JNF said...
No need for a medical oncologist unless surgery and radiation fail to control your cancer. It is premature to consider one at this point.
You have to first determine whether the surgery is successful. That will take months to years to determine and will be shown by PSA. If it is undetectable and stays such then you are done. If it either does not become undetectable and/or starts rising the first treatment would be salvage radiation to attempt to clean up what the surgeon missed. If after SRT the PSA increases then systemic treatments like ADT would be employed.

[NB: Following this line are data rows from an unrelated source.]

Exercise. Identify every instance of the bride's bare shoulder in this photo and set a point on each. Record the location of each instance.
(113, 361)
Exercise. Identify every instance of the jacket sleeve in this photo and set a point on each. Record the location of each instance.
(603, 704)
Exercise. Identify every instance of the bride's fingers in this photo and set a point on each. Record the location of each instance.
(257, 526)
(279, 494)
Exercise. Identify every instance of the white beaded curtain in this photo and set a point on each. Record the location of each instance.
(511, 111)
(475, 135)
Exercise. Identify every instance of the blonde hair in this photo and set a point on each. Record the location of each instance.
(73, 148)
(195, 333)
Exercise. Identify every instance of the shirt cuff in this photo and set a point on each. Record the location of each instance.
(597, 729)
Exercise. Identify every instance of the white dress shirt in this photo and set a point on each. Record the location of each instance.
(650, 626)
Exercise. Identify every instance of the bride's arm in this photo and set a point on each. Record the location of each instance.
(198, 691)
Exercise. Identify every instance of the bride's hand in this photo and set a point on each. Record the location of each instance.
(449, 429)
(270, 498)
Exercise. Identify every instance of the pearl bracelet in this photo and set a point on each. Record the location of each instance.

Right now trust your research and choice of initial treatment. Get ready for surgery and physical recovery. You are several months away from knowing much until you have a PSA test in the 90 day post surgery range.

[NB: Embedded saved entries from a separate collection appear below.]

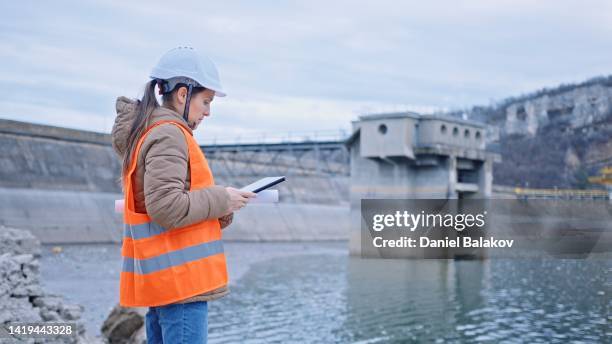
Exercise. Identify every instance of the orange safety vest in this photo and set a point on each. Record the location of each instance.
(163, 266)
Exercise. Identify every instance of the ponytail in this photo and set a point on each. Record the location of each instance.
(143, 112)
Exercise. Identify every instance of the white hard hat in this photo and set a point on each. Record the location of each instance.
(185, 62)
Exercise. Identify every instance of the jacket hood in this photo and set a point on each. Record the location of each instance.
(126, 113)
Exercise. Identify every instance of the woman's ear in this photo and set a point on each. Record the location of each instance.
(181, 96)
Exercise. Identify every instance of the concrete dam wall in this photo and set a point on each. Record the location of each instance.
(61, 184)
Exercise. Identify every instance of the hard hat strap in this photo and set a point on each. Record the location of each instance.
(187, 101)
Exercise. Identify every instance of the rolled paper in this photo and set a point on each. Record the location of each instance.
(265, 196)
(119, 206)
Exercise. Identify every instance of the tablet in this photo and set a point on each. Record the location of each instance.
(263, 184)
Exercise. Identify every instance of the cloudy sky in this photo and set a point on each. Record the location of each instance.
(291, 66)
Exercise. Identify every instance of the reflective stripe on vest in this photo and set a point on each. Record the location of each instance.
(170, 259)
(166, 265)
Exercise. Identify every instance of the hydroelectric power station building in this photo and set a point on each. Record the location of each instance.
(408, 155)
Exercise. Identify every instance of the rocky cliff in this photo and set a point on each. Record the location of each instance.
(550, 138)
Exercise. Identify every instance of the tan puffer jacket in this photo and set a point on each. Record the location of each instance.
(161, 181)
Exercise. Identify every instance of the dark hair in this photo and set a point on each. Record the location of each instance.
(144, 109)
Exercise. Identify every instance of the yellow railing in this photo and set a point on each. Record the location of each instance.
(561, 193)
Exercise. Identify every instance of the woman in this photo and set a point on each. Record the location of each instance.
(173, 260)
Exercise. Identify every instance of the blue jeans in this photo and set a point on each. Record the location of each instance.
(185, 323)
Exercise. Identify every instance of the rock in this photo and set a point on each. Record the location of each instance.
(21, 296)
(122, 325)
(15, 242)
(48, 315)
(71, 312)
(48, 302)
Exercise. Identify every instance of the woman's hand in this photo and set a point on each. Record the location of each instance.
(238, 198)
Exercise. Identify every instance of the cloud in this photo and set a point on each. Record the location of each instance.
(294, 65)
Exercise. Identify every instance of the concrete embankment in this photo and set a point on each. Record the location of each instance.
(61, 185)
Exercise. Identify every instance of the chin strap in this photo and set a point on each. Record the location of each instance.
(187, 102)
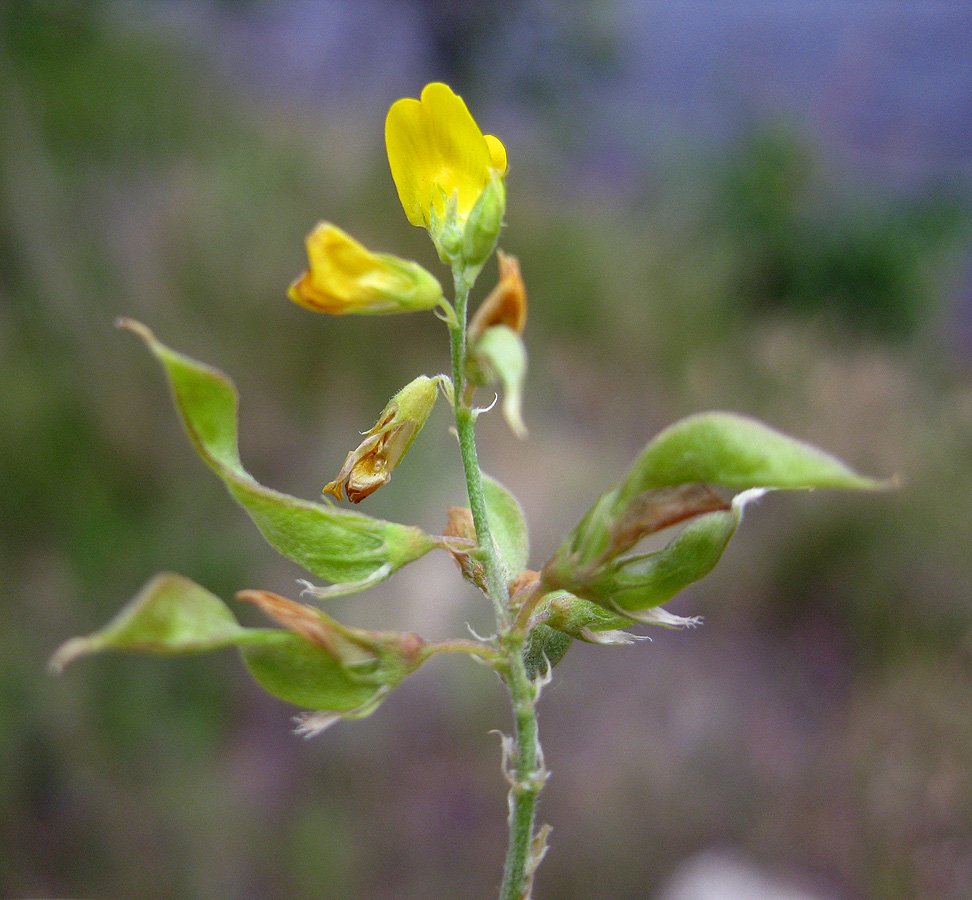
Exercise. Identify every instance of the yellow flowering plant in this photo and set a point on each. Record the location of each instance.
(697, 476)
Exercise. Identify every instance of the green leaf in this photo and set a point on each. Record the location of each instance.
(639, 583)
(171, 614)
(301, 673)
(544, 649)
(507, 524)
(736, 452)
(333, 543)
(501, 356)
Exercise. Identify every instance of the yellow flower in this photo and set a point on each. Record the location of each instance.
(370, 464)
(436, 151)
(345, 277)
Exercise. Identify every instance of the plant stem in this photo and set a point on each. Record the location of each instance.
(523, 758)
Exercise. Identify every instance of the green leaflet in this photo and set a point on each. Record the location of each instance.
(173, 614)
(668, 485)
(501, 355)
(507, 524)
(736, 452)
(291, 669)
(334, 544)
(640, 583)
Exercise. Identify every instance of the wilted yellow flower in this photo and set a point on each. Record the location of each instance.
(345, 277)
(505, 304)
(436, 150)
(370, 464)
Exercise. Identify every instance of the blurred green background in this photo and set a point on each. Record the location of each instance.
(768, 214)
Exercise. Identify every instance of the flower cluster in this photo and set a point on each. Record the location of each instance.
(450, 180)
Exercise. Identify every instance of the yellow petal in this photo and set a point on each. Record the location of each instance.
(345, 277)
(436, 150)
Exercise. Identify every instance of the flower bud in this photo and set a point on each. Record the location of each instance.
(346, 278)
(370, 464)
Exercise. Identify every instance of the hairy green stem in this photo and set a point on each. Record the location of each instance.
(522, 754)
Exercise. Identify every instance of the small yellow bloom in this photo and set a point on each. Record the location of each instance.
(370, 464)
(436, 151)
(345, 277)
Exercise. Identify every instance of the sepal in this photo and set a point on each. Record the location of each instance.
(333, 544)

JFN, you are skipping two standard of care steps:
(1) Advise adjuvant therapy (RT +/- ADT) is
strongly advised if the final Gleason score is 9-10 and there is even
one adverse finding in the path report (LNI, EPE, SVI, or PSM). about
75% of G9-10 men have at least one adverse finding after RP. My own uro would add LVI (lymphovascular invasion). This information is known as soon as the path report is available and the recommendation is PSA-independent.
(2) Advise adjuvant therapy if the final Gleason score is 9-10 with persistent PSA . This recommendation is independent of the path report.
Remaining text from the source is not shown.